Actualmente, los precios apenas se utilizan para influir en los flujos turísticos. Las colas y aglomeraciones se consideran un problema logístico y no un indicador de que falta planificación. Cuando se producen, la reacción suele ser buscar formas de aumentar la capacidad. Sin embargo, los precios podrían ser una poderosa herramienta para conseguir niveles sostenibles de demanda. Con ellos, todavía no se han ensayado suficientes estrategias que incentiven visitas en temporada baja, cuando su impacto para los residentes se reduce.

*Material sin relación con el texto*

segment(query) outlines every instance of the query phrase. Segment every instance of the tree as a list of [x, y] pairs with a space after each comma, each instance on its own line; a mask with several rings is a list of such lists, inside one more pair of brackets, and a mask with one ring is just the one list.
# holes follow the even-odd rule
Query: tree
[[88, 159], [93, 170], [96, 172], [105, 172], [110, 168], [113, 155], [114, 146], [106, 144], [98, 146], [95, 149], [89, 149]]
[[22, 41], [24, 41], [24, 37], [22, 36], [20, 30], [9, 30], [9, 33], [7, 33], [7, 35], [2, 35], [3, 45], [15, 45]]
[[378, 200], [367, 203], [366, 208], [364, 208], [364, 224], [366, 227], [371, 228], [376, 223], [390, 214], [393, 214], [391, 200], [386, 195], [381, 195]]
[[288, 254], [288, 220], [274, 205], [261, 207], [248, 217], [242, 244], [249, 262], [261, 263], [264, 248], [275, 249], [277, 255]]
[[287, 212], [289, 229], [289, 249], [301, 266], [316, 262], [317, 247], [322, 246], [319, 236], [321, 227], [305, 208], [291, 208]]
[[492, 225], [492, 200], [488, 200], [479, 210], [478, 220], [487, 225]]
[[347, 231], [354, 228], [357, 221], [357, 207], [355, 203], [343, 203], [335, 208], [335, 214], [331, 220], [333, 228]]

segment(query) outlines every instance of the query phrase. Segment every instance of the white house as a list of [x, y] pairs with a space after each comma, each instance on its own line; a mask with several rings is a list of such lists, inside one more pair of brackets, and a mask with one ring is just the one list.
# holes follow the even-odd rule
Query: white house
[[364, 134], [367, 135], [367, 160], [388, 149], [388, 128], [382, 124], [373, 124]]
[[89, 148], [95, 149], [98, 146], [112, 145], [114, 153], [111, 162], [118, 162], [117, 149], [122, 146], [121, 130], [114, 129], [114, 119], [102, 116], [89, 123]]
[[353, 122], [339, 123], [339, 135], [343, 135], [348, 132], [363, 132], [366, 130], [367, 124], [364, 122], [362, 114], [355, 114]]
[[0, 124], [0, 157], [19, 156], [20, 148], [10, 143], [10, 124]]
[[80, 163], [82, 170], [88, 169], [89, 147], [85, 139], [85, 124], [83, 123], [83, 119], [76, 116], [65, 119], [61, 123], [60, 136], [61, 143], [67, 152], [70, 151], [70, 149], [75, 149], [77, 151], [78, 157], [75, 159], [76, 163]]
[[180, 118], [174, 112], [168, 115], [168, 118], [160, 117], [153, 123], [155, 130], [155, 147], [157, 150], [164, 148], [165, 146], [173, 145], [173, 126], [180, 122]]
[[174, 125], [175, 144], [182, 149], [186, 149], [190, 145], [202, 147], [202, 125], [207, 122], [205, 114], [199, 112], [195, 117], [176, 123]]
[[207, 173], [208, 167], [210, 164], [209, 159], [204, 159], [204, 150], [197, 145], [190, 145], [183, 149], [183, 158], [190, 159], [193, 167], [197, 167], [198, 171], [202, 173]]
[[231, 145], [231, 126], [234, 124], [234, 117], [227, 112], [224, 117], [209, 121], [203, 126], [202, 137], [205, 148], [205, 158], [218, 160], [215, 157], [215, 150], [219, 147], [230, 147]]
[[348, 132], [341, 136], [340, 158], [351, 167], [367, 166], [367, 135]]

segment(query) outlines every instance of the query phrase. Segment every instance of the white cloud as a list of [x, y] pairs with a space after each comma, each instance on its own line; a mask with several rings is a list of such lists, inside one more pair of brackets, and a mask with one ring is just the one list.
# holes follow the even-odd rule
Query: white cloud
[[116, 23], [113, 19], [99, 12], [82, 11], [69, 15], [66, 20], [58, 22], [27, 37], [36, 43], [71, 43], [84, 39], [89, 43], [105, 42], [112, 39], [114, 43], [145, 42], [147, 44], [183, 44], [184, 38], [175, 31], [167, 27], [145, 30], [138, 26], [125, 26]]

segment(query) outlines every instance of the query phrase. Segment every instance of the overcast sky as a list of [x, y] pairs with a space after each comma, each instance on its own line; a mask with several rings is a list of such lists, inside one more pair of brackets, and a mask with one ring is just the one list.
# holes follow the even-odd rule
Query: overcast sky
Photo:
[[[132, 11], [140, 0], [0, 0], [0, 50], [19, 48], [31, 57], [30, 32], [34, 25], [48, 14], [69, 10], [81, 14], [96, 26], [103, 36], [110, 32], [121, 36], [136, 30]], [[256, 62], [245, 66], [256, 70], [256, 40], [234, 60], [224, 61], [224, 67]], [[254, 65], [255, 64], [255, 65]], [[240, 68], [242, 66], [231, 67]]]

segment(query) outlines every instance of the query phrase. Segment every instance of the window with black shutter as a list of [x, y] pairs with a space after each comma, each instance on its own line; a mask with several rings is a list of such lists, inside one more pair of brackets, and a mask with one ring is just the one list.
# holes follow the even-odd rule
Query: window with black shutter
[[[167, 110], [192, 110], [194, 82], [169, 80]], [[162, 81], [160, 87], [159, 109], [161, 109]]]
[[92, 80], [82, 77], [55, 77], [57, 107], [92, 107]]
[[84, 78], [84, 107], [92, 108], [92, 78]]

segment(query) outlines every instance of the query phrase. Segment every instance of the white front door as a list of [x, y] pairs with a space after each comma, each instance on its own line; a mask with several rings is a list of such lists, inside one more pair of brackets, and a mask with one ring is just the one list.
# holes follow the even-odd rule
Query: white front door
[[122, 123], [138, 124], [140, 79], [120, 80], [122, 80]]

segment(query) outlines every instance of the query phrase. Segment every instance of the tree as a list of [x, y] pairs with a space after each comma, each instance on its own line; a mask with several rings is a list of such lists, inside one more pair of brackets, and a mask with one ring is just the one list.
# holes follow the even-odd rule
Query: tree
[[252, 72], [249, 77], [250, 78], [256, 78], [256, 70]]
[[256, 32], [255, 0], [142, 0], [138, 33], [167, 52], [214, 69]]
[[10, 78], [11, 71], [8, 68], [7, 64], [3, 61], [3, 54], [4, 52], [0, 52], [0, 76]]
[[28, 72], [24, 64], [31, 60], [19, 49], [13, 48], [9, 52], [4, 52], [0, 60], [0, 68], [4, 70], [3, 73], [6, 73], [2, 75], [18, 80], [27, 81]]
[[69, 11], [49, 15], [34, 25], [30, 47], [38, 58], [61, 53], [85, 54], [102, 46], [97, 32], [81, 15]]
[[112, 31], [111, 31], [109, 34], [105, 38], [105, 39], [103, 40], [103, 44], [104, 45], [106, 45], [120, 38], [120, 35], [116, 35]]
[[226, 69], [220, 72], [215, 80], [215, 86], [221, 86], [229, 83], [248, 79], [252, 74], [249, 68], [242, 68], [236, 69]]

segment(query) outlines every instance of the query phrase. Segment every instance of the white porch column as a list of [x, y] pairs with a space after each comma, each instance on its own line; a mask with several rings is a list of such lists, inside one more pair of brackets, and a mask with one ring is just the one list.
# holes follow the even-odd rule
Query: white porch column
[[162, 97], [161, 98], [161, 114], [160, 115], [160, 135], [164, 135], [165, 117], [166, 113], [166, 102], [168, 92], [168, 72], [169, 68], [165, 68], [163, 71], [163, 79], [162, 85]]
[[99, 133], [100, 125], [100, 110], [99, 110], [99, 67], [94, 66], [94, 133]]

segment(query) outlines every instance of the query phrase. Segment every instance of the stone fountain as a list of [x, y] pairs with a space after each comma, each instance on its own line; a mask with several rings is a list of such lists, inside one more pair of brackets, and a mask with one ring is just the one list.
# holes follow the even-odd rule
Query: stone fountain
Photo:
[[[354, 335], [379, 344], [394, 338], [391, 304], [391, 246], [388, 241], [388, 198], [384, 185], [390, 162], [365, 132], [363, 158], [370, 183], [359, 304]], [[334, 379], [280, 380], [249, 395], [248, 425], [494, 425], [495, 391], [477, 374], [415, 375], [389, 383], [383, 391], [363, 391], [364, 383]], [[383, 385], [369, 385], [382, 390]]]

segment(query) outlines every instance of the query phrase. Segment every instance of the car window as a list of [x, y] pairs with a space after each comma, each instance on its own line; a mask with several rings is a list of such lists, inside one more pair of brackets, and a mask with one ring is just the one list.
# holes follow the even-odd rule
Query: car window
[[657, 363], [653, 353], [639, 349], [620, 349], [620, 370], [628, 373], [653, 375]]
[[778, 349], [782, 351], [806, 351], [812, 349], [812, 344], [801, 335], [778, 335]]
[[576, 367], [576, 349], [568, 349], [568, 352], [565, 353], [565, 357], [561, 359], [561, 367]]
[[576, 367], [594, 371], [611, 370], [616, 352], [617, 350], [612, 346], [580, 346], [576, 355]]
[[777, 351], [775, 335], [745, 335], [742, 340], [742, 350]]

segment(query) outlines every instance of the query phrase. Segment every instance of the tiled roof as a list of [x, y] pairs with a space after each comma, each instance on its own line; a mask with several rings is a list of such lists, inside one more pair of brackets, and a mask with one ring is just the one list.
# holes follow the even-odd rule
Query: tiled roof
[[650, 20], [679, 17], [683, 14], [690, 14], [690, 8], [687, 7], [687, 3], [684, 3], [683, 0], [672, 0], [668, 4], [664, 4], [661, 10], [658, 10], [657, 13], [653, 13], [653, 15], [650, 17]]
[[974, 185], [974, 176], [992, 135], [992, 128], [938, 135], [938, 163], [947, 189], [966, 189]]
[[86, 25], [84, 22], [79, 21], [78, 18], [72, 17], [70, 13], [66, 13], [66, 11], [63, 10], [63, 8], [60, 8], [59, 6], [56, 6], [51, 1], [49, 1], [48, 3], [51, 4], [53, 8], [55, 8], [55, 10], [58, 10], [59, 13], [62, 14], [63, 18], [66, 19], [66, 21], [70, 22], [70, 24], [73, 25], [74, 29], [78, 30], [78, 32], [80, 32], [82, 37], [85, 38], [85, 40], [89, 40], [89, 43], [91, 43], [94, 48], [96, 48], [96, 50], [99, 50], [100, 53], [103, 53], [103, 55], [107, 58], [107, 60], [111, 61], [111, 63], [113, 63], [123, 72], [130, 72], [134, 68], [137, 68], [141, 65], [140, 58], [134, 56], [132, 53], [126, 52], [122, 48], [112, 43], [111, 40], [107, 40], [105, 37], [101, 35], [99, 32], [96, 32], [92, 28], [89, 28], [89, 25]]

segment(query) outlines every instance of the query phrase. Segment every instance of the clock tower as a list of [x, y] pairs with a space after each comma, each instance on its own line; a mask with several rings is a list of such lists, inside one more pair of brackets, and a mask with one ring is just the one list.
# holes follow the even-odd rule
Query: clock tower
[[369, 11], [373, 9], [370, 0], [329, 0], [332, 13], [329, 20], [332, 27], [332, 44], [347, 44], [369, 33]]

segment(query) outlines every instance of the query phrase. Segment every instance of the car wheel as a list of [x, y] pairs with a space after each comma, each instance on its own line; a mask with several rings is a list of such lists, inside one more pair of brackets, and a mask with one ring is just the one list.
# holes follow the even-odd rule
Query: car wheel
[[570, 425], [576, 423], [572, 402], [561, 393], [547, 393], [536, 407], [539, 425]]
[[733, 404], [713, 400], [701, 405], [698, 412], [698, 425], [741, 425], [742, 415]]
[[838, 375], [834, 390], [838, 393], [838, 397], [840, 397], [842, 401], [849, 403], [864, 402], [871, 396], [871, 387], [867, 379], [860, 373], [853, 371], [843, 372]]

Básicamente, la gestión estratégica de la demanda mediante precios consiste en lo siguiente:

  • Las atracciones mas solicitadas y los impuestos o tasas al turismo aumentan su precio en temporada alta. La gente lo sabe y esto les condiciona para viajar en períodos de menor saturación.
  • Así se generan ingresos para la conservación de los lugares más visitados.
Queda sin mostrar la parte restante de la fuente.